Tempos de cólera no amor

Namorados adolescentes usam violência como forma de comunicação

Caeto MeloO refrão da música de Belchior renova-se a cada geração como uma maldição sem antídoto: “Minha dor é perceber/ Que apesar de termos feito tudo o que fizemos/ Ainda somos os mesmos e vivemos como nossos pais”. É o que revela a pesquisa Violência entre namorados adolescentes (lançada agora em livro, Amor e violência, pela Editora Fiocruz), feita entre 2007 e 2010 a pedido do Centro Latino-Americano de Estudos da Violência e Saúde Jorge Careli (Claves/Fiocruz) e coordenada por Kathie Njaine, professora do Departamento de Saúde Pública da Universidade Federal de Santa Catarina (UFSC). O projeto reuniu um grupo de 11 pesquisadores de diversas universidades para investigar a violência nas relações afetivo-sexuais de “ficar” ou namorar entre jovens de 15 a 19 anos de idade, a partir de um universo de 3,2 mil estudantes de escolas públicas e privadas de 10 capitais brasileiras. “Os jovens de hoje, ao mesmo tempo que recriam novas formas e meios de se relacionar, em que o ‘ficar’ e o uso da internet para interação amorosa e sexual são o novo, repetem e reproduzem modelos relacionais tradicionais e conservadores, como o machismo e o sentimento de posse, expressos em suas falas e no trato com o parceiro e a parceira”, afirma a pesquisadora. Talvez até com maior intensidade do que faziam nossos pais.
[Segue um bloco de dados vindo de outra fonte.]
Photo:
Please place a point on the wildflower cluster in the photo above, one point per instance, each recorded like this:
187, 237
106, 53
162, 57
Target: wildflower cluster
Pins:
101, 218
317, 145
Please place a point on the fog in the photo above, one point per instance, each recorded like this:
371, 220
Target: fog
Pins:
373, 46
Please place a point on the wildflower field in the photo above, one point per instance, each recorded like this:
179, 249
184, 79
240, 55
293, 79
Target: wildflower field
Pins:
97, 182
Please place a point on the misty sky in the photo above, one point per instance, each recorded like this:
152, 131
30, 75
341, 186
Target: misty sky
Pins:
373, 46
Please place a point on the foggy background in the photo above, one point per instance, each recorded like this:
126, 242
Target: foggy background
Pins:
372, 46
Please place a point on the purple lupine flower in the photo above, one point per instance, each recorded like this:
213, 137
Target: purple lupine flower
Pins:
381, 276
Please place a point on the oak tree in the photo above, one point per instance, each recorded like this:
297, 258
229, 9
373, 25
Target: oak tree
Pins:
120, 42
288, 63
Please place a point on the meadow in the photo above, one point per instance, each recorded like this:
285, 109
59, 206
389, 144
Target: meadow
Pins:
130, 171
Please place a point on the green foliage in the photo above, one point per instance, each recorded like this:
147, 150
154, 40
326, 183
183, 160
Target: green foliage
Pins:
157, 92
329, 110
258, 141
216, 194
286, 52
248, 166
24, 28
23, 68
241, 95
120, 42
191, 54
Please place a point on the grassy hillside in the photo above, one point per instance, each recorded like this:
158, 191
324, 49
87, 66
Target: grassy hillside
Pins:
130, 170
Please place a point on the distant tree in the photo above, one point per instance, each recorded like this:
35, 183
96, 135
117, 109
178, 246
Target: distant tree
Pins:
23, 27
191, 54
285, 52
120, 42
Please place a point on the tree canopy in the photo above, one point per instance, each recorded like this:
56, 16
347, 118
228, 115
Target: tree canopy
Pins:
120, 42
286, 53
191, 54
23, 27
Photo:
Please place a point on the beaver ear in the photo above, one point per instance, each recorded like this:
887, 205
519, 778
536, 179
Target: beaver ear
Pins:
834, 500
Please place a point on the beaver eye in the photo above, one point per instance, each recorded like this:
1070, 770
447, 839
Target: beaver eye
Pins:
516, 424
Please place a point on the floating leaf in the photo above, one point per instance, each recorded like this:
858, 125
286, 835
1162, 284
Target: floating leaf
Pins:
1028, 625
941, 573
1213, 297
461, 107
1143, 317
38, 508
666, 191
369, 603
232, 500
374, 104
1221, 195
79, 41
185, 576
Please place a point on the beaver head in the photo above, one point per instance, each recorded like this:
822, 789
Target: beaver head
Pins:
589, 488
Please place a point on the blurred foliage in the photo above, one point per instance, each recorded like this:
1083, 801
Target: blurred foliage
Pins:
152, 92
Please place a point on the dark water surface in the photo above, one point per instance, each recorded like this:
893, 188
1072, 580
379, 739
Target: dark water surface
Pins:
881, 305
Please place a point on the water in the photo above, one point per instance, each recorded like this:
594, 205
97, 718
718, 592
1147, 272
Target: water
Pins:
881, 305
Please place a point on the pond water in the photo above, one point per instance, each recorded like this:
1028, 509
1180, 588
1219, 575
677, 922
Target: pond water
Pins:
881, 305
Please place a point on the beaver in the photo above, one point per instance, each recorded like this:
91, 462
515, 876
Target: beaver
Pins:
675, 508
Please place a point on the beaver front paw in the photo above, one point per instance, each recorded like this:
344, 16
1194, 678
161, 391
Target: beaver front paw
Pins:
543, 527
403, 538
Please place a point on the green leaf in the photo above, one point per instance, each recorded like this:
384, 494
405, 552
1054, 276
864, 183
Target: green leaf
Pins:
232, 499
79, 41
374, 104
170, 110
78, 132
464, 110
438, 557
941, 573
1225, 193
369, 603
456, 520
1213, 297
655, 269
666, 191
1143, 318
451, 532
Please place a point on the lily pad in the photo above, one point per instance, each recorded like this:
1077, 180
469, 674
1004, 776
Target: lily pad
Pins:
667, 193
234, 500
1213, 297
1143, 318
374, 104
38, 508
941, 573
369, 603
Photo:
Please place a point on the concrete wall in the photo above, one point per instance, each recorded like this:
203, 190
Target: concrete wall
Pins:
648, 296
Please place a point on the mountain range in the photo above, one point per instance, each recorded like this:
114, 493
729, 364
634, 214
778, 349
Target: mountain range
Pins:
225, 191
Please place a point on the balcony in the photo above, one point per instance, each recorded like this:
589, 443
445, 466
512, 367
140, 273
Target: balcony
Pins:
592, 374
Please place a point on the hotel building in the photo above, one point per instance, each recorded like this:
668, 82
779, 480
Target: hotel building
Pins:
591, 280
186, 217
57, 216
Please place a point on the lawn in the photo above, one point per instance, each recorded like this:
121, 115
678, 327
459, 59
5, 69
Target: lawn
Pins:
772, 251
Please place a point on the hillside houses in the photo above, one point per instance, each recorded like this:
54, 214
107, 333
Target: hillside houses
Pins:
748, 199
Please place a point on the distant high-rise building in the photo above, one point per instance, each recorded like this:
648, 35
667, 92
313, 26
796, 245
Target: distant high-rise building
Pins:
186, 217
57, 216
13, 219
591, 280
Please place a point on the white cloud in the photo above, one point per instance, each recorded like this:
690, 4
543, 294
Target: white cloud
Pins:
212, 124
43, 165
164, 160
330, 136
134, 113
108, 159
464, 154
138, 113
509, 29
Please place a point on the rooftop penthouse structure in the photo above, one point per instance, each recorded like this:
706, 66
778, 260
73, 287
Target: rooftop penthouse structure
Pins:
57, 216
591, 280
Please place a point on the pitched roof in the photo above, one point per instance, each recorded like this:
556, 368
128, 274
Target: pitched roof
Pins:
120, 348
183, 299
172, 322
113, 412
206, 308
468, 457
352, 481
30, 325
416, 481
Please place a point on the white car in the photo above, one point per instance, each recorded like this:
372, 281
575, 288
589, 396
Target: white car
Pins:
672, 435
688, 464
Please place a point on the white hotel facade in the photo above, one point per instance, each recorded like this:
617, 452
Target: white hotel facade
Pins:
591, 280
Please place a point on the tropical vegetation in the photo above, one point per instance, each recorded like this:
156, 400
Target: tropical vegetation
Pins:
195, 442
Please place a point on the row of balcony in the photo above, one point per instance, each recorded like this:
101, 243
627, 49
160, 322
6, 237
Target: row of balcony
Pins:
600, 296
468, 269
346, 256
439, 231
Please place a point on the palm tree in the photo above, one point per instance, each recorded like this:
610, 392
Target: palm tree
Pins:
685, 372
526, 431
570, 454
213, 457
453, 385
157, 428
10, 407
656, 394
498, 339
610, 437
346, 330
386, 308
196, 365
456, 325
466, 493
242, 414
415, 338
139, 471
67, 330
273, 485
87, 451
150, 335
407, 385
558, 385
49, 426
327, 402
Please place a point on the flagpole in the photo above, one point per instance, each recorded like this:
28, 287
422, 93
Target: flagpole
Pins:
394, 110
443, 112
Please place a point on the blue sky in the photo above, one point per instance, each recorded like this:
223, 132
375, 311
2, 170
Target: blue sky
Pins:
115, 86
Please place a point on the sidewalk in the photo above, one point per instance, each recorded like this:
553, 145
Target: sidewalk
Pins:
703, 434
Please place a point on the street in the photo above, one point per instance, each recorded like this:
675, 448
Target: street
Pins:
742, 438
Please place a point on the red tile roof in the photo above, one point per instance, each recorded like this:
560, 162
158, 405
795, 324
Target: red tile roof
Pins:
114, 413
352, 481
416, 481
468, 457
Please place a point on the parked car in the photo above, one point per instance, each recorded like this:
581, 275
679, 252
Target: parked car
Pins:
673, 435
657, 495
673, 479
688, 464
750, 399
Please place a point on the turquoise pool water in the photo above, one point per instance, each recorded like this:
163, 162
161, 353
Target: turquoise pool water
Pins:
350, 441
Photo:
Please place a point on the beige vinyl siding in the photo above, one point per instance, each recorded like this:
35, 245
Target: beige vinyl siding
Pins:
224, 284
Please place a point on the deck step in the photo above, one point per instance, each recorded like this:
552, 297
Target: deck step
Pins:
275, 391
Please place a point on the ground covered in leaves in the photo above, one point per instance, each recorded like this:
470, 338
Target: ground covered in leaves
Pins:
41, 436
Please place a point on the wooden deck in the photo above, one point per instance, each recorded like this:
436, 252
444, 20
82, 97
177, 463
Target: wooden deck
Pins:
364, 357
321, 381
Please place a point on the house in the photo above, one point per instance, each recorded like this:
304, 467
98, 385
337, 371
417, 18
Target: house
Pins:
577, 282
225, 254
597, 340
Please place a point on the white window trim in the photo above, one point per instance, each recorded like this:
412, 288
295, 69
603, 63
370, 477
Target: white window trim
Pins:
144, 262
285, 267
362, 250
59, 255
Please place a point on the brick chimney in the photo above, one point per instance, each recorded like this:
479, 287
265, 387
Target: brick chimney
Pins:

Praticamente, nove em cada 10 jovens que namoram praticam ou sofrem variadas formas de violência e para marcar território casais jovens recorrem à violência para controlar seus parceiros, e a agressão virou sinônimo de domínio nas relações amorosas desses adolescentes. “Creio que a violência vem se tornando uma forma de comunicação entre muitos jovens, que alternam os papéis de vítima e autor, de acordo com o momento e o meio em que vivem. Esses atos estão se banalizando a ponto de serem incorporados naturalmente na convivência, sem reflexão alguma sobre o que isso pode significar para a vida afetiva-sexual”, observa Kathie. “Os adolescentes adotam cada vez mais cedo a violência em diversos graus e começam a achar isso muito natural. Acreditam que para ter o controle da relação e do companheiro é preciso usar a violência.” Belchior continua profético ao afirmar “que o novo sempre vem”, ainda que nem sempre num registro positivo. Segundo o estudo, as garotas são, ao mesmo tempo, as maiores agressoras e vítimas de violência verbal e na categoria de agressões físicas, que incluem tapas, puxão de cabelo, empurrão, socos e chutes, os números revelam que os homens são mais vítimas do que as mulheres: 28,5% delas informaram que agridem fisicamente o parceiro; 16,8% dos meninos confessaram o mesmo. Em termos de violência sexual, o esperado acontece, porém há surpresas: 49% dos homens relatam praticar esse tipo de agressão, enquanto 32,8% das moças admitem o comportamento. Curiosamente, na opinião de 22% dos jovens de ambos os sexos, a violência é o principal problema do mundo de hoje, bem à frente da fome, da pobreza e da miséria. Quem disse que coerência é o forte dos jovens?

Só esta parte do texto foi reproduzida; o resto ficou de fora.